Back in Gen 1, the EXP Group assignments made sense and when you look at which Pokemon were assigned to which EXP Group, there was a clear deliberate thought behind which Pokemon were given which EXP Group.
Among the original 151, there were four EXP Groups: Fast, Medium Fast, Medium Slow, and Slow.
Medium Fast, which was a standard cubic function, and used a similar cubic formula as Fast and Slow but was the "medium" between the three, was the default EXP Group that just about every ordinary 2-stage/single stage Pokemon had, plus the Caterpie and Weedle lines. Most of them weren't intended to really be used as party members and more as enemies to be fought either as common wild mons or Trainer enemies, but they were nonetheless given a "normal" EXP curve if they were used.
Fast was given strictly to the Clefairy line, Jigglypuff line, and Chansey. The former two were rare encounters who made rather peculiar party members: they weren't particularly powerful in a vacuum and had the cost-benefit of being stone evolutions, where they could evolve early and lose the ability to learn moves naturally or evolve later and learn moves then evolve, but in that case they would be harder to raise since Clefairy and Jigglypuff aren't that powerful, so they would have to be switched out and share the EXP repeatedly, and having a faster EXP growth rate allowed them to still keep up in spite of receiving less EXP in a battle overall. Meanwhile Clefable and Wigglytuff would get a bit ahead in levels to help them stay relatively strong in spite of their rather average stats. Chansey was a cleric who is meant to play support and thus naturally switches in and out and shares EXP with teammates, so the fast EXP curve helped it level at a good pace in spite of that for the same reason.
Slow was assigned to basically any Pokemon who had a BST that was 430 or above...barring the Eeveelutions. Stuff like Pinsir, Starmie, Cloyster, Snorlax, Arcanine, Tentacruel, Exeggutor, Rhydon, Aerodactyl, Gyarados, etc. Either they were hard to raise and high reward (Magikarp->Gyarados being the prime example) or really strong single stage Pokemon off the bat that had their high power level balanced out by leveling up at a slower rate so they stay a bit behind in level so they're not that above the rest of the team. The epitome examples are the legendary birds and Dragonite, the former three being powerhouse pre-promotes at Level 50 who were powerful off the bat, while Dragonite was high investment, high reward and the slow EXP group made Dratini->Dragonair->Dragonite a long and grueling journey to the end result combined with the high evolution levels.
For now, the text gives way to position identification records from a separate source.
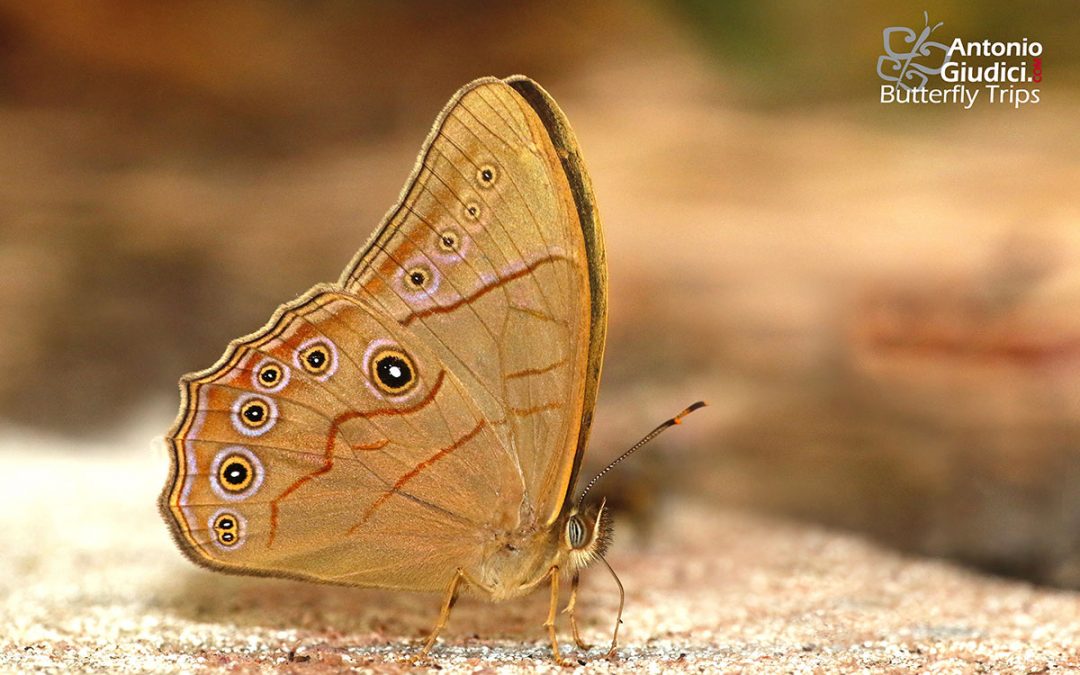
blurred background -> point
(879, 301)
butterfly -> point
(419, 424)
(902, 65)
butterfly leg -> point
(570, 607)
(444, 615)
(552, 612)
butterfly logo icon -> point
(909, 67)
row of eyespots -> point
(416, 278)
(254, 415)
(228, 528)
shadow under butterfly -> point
(419, 424)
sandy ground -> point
(92, 582)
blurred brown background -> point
(879, 301)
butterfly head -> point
(586, 534)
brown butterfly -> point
(419, 424)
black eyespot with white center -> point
(235, 473)
(449, 241)
(254, 415)
(318, 358)
(392, 372)
(418, 278)
(227, 528)
(487, 175)
(269, 376)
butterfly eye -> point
(576, 532)
(235, 473)
(392, 370)
(226, 528)
(487, 176)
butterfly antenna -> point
(649, 436)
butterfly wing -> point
(333, 445)
(494, 257)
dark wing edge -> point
(581, 187)
(189, 387)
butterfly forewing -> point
(486, 259)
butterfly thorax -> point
(514, 561)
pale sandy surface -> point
(91, 582)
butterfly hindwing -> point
(333, 445)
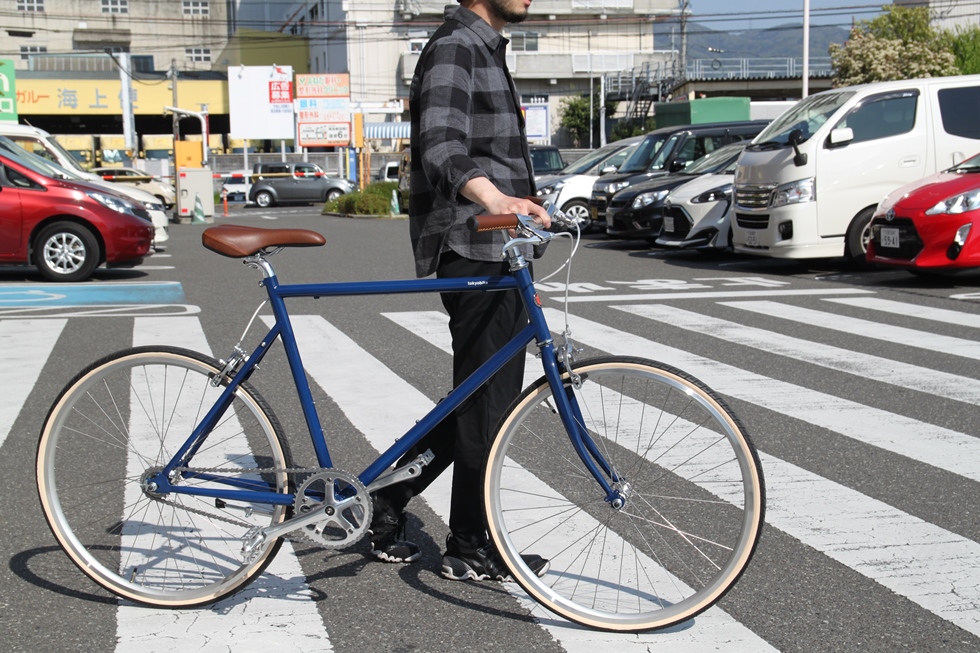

And then Medium Slow was basically assigned to any three-stage evolution line that wasn't Butterfree, Beedrill, or Dragonite. The starters and just about every other three-stage line has this group, most likely because all of them are intended for the final form to become a proper party member to be used in the game.
That was basically the line of thought in Gen 1. Gen 2 was a bit more arbitrary but that roster is connected to Gen 1, and those Pokemon were designed as "RPG Mascot" characters, if that makes sense.
Later generations were a lot more inconsistent and arbitrary on EXP Groups though, even if there were still some consistencies like most three-stage lines being assigned "Medium Slow". But largely they've dropped the Gen 1 line of thought in terms of Pokemon designs and this also applies to newer mons and which groups they're assigned, and the concept now feels very dated. Especially since Gen 3 which introduced the Erratic and Fluctuating EXP groups, and those feel very gimmicky since their whole thing is that their levelling rate is inconsistent over the course of Level 1 to 100, but there's little thought as to which Pokemon are assigned those groups (and they kinda stopped using them after their debut generation anyway).